Thanks and glad to be here,

czar
Tampa

We are now an all-Nismo family: 08 Altima, 07 Versa, 06 Sentra, 05 Sentra


----------



## SPEEDO (Jun 9, 2003)

not the knobs....


welcome aboard!


----------



## vectorczar (Sep 11, 2007)

I didn't mean the knobs themselves but the area behind them, i.e., the temp gradient scale & fan speed for the Temp Control & Fan Control (respectively), and the function indicator on the AC Function Control. 

Currently the *only* lit item are the 3 buttons (Rear Defog, Recirc & AC)- everything else is dark.

czar


----------



## smj999smj (Jan 1, 2006)

There are replaceable lamps per the Nissan parts diagram, but they are a bit pricey (Nissan MSRP is $29.12 each and looks like there are two of them). Part number is 27545-4Z400.

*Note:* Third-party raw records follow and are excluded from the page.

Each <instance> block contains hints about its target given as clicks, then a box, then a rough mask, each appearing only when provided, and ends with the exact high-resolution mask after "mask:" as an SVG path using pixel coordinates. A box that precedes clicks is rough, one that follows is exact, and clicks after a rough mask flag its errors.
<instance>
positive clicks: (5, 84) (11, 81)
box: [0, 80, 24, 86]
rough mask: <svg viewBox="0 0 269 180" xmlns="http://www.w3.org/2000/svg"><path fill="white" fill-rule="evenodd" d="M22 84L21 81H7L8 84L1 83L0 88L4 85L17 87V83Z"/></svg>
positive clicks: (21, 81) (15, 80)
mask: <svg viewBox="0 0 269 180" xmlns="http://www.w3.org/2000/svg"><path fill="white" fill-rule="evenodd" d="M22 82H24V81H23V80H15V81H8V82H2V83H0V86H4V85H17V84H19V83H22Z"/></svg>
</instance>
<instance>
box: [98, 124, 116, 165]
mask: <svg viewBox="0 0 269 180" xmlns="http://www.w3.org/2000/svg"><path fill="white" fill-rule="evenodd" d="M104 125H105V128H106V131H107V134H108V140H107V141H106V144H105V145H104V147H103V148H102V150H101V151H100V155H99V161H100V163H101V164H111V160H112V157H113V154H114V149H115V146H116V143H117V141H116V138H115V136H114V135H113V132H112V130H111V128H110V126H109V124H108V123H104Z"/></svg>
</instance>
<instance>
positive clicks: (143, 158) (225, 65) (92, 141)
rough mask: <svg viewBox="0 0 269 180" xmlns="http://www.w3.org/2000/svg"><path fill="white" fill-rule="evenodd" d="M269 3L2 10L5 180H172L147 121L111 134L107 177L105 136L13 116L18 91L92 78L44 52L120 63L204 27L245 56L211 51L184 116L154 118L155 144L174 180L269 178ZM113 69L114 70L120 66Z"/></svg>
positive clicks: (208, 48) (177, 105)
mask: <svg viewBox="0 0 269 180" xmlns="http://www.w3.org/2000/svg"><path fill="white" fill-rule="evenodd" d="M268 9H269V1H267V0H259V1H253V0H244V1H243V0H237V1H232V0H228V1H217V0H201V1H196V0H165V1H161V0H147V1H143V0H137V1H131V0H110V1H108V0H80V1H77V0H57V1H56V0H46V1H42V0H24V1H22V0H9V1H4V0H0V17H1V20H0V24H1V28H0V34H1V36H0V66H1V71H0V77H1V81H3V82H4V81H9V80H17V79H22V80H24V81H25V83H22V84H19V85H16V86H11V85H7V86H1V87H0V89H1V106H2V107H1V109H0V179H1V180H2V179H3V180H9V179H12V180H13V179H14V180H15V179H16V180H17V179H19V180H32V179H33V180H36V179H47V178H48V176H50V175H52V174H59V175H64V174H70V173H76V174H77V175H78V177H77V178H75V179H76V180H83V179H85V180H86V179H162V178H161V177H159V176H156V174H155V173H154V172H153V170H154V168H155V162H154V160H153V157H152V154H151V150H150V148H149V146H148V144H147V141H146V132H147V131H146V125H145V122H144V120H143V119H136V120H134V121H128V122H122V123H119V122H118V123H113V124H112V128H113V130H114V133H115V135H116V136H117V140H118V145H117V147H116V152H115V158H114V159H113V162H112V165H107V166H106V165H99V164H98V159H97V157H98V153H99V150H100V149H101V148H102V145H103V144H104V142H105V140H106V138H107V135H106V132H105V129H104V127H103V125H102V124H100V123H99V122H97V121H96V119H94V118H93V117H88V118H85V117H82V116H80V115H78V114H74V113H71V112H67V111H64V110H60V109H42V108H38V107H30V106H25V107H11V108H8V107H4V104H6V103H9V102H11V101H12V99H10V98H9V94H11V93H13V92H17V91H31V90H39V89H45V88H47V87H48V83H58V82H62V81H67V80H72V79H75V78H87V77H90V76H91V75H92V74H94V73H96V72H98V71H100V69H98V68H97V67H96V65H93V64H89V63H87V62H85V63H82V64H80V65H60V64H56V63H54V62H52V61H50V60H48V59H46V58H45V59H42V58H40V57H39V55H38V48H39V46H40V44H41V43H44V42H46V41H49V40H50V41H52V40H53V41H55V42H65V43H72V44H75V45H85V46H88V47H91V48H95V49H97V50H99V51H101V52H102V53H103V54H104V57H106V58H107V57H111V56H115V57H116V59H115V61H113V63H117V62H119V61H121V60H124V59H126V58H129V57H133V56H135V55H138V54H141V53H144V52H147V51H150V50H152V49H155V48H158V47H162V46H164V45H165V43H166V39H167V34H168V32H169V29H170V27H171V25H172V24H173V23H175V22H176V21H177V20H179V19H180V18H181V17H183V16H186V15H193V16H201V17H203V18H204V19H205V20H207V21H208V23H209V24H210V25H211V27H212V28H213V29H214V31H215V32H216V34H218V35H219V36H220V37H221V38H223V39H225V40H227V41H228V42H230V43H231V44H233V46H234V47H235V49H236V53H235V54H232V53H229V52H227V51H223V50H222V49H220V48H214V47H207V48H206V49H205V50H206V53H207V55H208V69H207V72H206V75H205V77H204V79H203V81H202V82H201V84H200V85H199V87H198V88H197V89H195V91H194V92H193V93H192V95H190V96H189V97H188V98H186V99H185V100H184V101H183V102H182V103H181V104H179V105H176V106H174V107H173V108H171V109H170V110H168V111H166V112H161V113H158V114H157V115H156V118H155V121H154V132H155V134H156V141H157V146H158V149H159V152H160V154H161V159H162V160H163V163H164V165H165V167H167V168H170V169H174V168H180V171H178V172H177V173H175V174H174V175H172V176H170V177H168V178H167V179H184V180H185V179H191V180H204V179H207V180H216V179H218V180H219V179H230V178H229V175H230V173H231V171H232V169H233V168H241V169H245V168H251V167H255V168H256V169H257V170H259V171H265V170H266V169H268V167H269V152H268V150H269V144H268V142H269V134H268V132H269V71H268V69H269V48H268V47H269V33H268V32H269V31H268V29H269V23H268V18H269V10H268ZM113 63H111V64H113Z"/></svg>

Refer part code "27545" in the diagram below:

Part Detail


----------



## vectorczar (Sep 11, 2007)

Thanks for the info and diagram. I'm really thinking of going the LED/resistor route and be done with it forever.

Thanks again,

czar


----------



## OneHotV6 (Jun 9, 2004)

I had to replace a bulb that blew, yes it was pricey and a pain in the butt to replace..!! Hope the other one never blows out...!


----------